The Addict’s Worst Enemy

The Addict’s Worst Enemy

For the wrath of God is revealed from heaven against all ungodliness and unrighteousness of men, who by their unrighteousness suppress the truth. Romans 1:18

The worst enemy of the addict is probably the truth. Any active addict with a shred of a conscience must live in a fantasy world of his own making, simply so he can justify his toxic behavior to himself. My own addiction was no different. I lied to myself constantly to sooth my guilt. I’m not an addict abusing drugs – I’m a physician taking medication to help me sleep. I work hard and I deserve it. I function better when I sleep well, so it would be wrong not to take the pills. I’m not that bad. I can quit anytime I want.

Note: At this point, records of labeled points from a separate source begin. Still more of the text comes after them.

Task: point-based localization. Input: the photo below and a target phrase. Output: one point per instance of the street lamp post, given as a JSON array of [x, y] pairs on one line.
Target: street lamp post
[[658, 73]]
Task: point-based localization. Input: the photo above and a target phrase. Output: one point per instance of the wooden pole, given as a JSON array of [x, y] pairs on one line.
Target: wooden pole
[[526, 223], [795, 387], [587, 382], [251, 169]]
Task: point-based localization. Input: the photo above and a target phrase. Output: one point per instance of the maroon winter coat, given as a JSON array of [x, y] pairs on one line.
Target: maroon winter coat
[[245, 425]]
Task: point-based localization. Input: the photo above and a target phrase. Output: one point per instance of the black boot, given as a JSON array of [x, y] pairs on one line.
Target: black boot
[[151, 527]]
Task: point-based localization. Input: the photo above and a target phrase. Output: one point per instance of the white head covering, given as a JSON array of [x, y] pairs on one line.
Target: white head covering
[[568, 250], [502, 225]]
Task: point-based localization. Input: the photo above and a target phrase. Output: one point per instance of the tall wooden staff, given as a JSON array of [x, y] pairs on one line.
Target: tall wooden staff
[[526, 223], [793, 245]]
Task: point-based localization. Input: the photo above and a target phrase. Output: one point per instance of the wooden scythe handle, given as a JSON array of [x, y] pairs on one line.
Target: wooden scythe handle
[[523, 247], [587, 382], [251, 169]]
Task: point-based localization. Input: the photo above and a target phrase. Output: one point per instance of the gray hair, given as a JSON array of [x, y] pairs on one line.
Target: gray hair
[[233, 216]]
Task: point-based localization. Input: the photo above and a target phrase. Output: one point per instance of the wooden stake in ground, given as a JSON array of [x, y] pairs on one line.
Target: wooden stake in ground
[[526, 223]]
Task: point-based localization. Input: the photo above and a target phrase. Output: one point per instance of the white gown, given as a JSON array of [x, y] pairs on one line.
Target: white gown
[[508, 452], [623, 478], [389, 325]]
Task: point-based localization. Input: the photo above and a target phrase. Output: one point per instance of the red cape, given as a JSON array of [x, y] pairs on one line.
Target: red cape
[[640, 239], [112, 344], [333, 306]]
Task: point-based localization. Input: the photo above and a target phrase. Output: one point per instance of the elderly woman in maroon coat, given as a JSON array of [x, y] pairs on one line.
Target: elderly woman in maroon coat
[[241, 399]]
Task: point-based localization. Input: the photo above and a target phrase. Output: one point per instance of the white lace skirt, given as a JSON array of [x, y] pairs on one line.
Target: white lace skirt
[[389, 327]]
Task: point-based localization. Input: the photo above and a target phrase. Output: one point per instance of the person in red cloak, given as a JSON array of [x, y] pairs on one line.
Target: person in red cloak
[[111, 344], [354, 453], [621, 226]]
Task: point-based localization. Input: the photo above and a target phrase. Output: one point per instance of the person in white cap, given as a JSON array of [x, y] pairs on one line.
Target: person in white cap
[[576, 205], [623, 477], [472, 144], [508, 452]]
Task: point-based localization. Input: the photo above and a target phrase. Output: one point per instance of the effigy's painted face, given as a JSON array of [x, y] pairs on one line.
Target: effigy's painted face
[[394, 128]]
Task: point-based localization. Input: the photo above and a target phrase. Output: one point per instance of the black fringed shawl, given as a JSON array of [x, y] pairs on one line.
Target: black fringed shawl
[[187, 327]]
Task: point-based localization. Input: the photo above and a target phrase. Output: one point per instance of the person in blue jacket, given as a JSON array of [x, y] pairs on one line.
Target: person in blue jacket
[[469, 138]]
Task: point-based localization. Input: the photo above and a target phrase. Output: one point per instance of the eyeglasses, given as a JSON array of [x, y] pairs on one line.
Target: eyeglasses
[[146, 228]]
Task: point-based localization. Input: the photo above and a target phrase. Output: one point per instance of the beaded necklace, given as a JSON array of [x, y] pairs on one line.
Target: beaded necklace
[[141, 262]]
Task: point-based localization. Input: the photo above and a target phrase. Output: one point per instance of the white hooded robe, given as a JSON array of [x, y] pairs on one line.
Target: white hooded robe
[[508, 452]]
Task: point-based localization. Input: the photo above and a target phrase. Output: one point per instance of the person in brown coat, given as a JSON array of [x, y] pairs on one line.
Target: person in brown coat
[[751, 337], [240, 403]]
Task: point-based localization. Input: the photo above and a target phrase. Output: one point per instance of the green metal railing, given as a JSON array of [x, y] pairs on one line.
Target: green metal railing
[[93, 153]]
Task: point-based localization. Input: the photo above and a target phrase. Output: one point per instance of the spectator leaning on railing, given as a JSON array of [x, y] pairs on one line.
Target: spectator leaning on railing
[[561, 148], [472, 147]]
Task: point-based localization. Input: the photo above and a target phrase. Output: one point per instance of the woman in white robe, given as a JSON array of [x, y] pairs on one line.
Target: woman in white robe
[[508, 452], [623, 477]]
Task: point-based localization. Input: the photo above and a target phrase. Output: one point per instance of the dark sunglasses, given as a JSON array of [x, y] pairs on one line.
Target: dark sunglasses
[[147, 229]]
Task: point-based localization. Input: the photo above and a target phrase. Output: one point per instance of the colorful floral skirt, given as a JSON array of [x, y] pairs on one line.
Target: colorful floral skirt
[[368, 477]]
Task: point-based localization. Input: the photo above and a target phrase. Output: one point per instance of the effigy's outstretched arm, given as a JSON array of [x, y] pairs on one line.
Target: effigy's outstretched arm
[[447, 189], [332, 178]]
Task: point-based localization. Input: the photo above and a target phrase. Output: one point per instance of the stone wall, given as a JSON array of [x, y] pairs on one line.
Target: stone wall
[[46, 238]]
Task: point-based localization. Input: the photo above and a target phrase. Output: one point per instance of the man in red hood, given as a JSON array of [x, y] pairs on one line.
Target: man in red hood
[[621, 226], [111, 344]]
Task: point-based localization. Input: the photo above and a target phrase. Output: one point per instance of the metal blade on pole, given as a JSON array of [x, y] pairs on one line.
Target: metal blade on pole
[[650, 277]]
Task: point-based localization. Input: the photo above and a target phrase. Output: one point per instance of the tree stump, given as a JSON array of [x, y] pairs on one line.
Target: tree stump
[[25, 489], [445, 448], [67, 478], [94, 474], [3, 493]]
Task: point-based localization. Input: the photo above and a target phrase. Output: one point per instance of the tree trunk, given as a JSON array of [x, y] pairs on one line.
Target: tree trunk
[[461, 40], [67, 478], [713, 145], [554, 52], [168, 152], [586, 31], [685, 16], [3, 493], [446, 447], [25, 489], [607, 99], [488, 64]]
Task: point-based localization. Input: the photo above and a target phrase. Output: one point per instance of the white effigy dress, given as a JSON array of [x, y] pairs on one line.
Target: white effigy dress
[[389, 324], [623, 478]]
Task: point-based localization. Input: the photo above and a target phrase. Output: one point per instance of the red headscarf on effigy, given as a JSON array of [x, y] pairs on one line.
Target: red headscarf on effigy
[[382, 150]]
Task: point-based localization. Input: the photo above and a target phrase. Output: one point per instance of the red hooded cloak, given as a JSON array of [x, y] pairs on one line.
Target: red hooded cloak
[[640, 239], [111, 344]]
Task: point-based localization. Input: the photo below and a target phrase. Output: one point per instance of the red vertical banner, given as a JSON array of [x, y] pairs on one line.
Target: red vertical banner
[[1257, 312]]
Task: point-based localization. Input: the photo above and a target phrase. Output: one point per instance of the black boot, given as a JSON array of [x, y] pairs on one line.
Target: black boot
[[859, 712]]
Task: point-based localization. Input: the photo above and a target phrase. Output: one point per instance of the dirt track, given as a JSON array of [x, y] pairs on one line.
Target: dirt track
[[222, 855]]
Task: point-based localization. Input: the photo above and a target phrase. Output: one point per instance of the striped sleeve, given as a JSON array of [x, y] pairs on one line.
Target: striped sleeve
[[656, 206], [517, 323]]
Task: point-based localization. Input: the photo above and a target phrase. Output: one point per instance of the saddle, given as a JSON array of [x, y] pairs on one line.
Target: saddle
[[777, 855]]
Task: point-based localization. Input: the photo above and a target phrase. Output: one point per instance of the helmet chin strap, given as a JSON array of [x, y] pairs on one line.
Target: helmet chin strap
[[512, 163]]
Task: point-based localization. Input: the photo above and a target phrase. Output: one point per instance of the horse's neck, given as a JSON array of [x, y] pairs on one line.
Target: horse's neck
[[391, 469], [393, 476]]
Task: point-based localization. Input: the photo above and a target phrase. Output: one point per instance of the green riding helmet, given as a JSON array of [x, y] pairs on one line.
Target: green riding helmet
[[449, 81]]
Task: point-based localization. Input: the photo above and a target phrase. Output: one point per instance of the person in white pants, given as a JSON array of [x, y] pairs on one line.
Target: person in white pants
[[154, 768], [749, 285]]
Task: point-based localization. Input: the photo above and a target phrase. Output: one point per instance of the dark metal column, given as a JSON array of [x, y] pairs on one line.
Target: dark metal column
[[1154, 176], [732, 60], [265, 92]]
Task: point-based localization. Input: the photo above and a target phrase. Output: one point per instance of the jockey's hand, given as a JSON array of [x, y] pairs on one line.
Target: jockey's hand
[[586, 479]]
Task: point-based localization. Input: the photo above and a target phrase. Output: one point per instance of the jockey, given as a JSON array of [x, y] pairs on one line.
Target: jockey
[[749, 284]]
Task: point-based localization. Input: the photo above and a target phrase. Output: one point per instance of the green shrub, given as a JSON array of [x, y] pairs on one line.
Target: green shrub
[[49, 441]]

Acknowledging the truth – that I had a horrible, self-destructive addiction – would have been too painful. So, I suppressed the truth with my lies. The problem is that living according to lies leads to disaster, which I discovered as I brought the wrath of God down upon myself. In my misery, I was forced to face the painful, awful truth – I was an addict and I needed help.

In today’s passage, Paul described the inevitable disaster of those who refuse to follow God. Living their own way, the unrighteous must deny the truth, constantly lying to themselves. In doing so, they follow those lies, eventually leading to painful, destructive consequences.

The problem is that when we’re caught up in the lies, we deny the truth so much and so often, that we come to believe our own deception. How do we break out of this? For the addict, we must daily pursue rigorous honesty and transparency. Just as dishonesty was an active way of living – lying, hiding, and sneaking – we now need to continually pursue honesty.

We first need to strive to be honest with God and ourselves. God, how am I being dishonest today? Show me my lies. Then, we need to work on our honesty and transparency with those around us. We may be frustrated that our loved ones don’t trust us, but we’ve earned this and so now, we must live in such a way that we don’t mind if anyone watches over our shoulder.

In our self-destruction, we suppressed the truth, making an enemy of it. In faith and recovery, we must do the opposite, daily abandoning our lies to pursue the truth.